The entrepreneurs seem to have forgotten a few things which we tried to make clear in our paper:

  • this article was published in the Christmas issue of the BMJ which specialises in publishing unusual and odd findings with a high entertainment value,
  • in our paper, we point out that “the contamination of group B with stronger magnets prevented a more objective estimation of any-placebo effect”,
  • and stressed that “there were problems with the weak magnets”,
  • and that “a per-specification analysis suggested (but could not confirm) a specific effect of magnetic bracelets over and above placebo”.

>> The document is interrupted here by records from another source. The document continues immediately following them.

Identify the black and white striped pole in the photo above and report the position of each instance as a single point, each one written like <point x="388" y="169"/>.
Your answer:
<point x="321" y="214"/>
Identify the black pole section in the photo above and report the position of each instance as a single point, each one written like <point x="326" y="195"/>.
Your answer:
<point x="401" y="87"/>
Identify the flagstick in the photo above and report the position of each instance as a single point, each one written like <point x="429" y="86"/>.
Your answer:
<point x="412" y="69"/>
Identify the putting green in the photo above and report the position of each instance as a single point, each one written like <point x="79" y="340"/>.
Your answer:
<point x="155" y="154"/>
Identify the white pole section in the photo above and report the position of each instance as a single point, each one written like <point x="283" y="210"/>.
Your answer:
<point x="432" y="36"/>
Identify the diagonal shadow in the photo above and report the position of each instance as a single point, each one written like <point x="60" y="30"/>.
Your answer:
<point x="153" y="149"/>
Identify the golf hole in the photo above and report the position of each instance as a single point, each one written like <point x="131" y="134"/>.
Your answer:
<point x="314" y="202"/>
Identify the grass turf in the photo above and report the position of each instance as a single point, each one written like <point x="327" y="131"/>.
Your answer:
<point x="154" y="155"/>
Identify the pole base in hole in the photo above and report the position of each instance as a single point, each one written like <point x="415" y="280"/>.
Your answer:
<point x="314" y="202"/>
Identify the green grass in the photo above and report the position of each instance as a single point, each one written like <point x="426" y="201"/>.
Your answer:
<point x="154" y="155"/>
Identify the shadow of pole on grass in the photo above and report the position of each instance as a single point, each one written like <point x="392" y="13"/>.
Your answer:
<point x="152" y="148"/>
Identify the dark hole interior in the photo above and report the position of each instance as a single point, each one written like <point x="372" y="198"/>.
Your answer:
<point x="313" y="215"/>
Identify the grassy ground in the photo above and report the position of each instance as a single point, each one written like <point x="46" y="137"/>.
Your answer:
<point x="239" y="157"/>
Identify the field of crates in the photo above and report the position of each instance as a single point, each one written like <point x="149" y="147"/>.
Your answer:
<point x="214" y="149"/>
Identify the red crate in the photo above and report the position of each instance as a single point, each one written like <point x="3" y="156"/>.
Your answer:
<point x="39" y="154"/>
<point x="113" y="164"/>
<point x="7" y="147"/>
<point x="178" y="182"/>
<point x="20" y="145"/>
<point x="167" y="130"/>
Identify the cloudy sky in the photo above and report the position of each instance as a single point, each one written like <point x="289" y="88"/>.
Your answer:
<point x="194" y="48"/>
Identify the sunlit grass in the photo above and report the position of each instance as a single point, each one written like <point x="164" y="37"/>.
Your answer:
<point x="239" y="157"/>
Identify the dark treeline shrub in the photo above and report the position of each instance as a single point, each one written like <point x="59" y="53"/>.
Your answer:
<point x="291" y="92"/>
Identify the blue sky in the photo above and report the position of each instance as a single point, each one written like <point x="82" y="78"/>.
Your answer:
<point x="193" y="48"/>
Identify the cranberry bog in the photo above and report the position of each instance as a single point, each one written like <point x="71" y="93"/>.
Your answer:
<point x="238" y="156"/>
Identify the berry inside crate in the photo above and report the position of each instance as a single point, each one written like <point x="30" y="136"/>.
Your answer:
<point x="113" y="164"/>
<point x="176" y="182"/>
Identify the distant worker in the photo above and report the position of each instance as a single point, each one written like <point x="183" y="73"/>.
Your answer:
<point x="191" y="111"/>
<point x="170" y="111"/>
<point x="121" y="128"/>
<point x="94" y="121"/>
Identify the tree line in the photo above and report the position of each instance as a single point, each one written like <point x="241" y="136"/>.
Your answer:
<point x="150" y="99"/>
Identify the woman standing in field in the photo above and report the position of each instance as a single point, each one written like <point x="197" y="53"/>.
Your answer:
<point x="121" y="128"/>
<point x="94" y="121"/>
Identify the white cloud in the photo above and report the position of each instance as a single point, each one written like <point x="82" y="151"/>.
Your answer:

Most importantly, this was just one trial, and surely one swallow does not make a summer! We should always consider the totality of the reliable evidence. Being conscientious researchers, at the time, we did exactly that and conducted a systematic review. Here is the abstract in its full beauty:

BACKGROUND:

Static magnets are marketed with claims of effectiveness for reducing pain, although evidence of scientific principles or biological mechanisms to support such claims is limited. We performed a systematic review and meta-analysis to assess the clinical evidence from randomized trials of static magnets for treating pain.

METHODS:

Systematic literature searches were conducted from inception to March 2007 for the following data sources: MEDLINE, EMBASE, AMED (Allied and Complementary Medicine Database), CINAHL, Scopus, the Cochrane Library and the UK National Research Register. All randomized clinical trials of static magnets for treating pain from any cause were considered. Trials were included only if they involved a placebo control or a weak magnet as the control, with pain as an outcome measure. The mean change in pain, as measured on a 100-mm visual analogue scale, was defined as the primary outcome and was used to assess the difference between static magnets and placebo.

RESULTS:

Twenty-nine potentially relevant trials were identified. Nine randomized placebo-controlled trials assessing pain with a visual analogue scale were included in the main meta-analysis; analysis of these trials suggested no significant difference in pain reduction (weighted mean difference [on a 100-mm visual analogue scale] 2.1 mm, 95% confidence interval -1.8 to 5.9 mm, p = 0.29). This result was corroborated by sensitivity analyses excluding trials of acute effects and conditions other than musculoskeletal conditions. Analysis of trials that assessed pain with different scales suggested significant heterogeneity among the trials, which means that pooling these data is unreliable.

INTERPRETATION:

The evidence does not support the use of static magnets for pain relief, and therefore magnets cannot be recommended as an effective treatment. For osteoarthritis, the evidence is insufficient to exclude a clinically important benefit, which creates an opportunity for further investigation.

So, would I, on the basis of the current best evidence, recommend magnetic bracelets to people who suffer from pain? No! In my view, only charlatans would do such a thing.